Baker: The optimist in me says, “I hope not.” But at the same time, it doesn’t appear that they’re not going to be a lost generation. I think in a way, they probably are going to be. As a researcher, part of what I look at is not just the individual balance sheet, but who’s relying on that balance sheet. If we’re talking about a single woman or a single man, who is relying on that income? Who are they caring for? Are they caring for aging parents? Do they have kids leaving college? Do they have nieces and nephews that they’re responsible for? When there’s just less there for them to buffer against market risk, we don’t really know how we’re going to pay for it.
“There is no state in the United States where someone can afford median rent on the minimum wage.”
One of the things that I’ve seen in my work, and others have seen as well, is that because folks are working in sectors of the economy that are really hard on the body, they’re being diagnosed with diseases much earlier than they would be otherwise. They’re essentially becoming disabled earlier in life, but before they’re eligible for things like Medicare. When we look at the numbers of who came out strong for Trump, I’m seeing things line up there in terms of whether or not people are aging and whether they have access to medical care and supports that they need.
Knowledge at Wharton: California is probably a world unto its own with the way that housing prices have soared there. Even renting is a challenge there these days.
Baker: We’re seeing similar dynamics in other parts of the country. There is no state in the United States where someone can afford median rent on the minimum wage. It’s not possible. Those issues are at play everywhere.

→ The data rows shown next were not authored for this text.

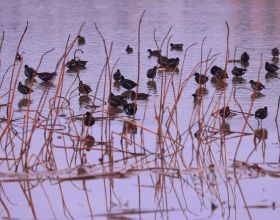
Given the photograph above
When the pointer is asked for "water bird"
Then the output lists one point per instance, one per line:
(244, 57)
(127, 83)
(225, 112)
(237, 72)
(154, 53)
(176, 46)
(221, 74)
(140, 96)
(214, 69)
(117, 75)
(261, 113)
(275, 52)
(84, 88)
(201, 79)
(88, 119)
(116, 100)
(256, 86)
(270, 67)
(151, 73)
(23, 89)
(162, 60)
(29, 72)
(81, 40)
(46, 76)
(129, 49)
(130, 108)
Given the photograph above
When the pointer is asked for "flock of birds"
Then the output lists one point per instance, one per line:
(164, 63)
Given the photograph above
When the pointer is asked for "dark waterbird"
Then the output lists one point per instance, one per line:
(237, 72)
(29, 72)
(214, 69)
(46, 76)
(151, 73)
(244, 57)
(116, 100)
(117, 75)
(275, 52)
(261, 113)
(140, 96)
(88, 119)
(130, 108)
(154, 53)
(200, 79)
(127, 83)
(176, 46)
(256, 86)
(270, 67)
(23, 89)
(81, 40)
(129, 49)
(84, 88)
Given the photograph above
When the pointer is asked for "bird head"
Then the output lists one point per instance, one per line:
(196, 74)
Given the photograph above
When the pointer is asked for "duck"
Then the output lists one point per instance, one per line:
(270, 67)
(201, 79)
(23, 89)
(238, 72)
(214, 69)
(151, 73)
(88, 119)
(116, 100)
(29, 71)
(162, 60)
(84, 88)
(129, 49)
(225, 112)
(130, 108)
(81, 40)
(256, 86)
(154, 53)
(46, 76)
(127, 83)
(117, 75)
(140, 96)
(176, 46)
(244, 57)
(275, 52)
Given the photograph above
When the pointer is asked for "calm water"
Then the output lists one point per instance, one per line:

Right now in the United States, in 151 zip codes, at least 50% of all mortgages are underwater. What we have is a stagnant housing market where people are trapped. They’re owing more on their homes than the property is worth, which is really a problem. As far as the generational aspect of it goes, the question to me is, what’s going to happen to the tax base? When people cannot afford to buy a home, what we’re doing is eroding how much money is left over for other things.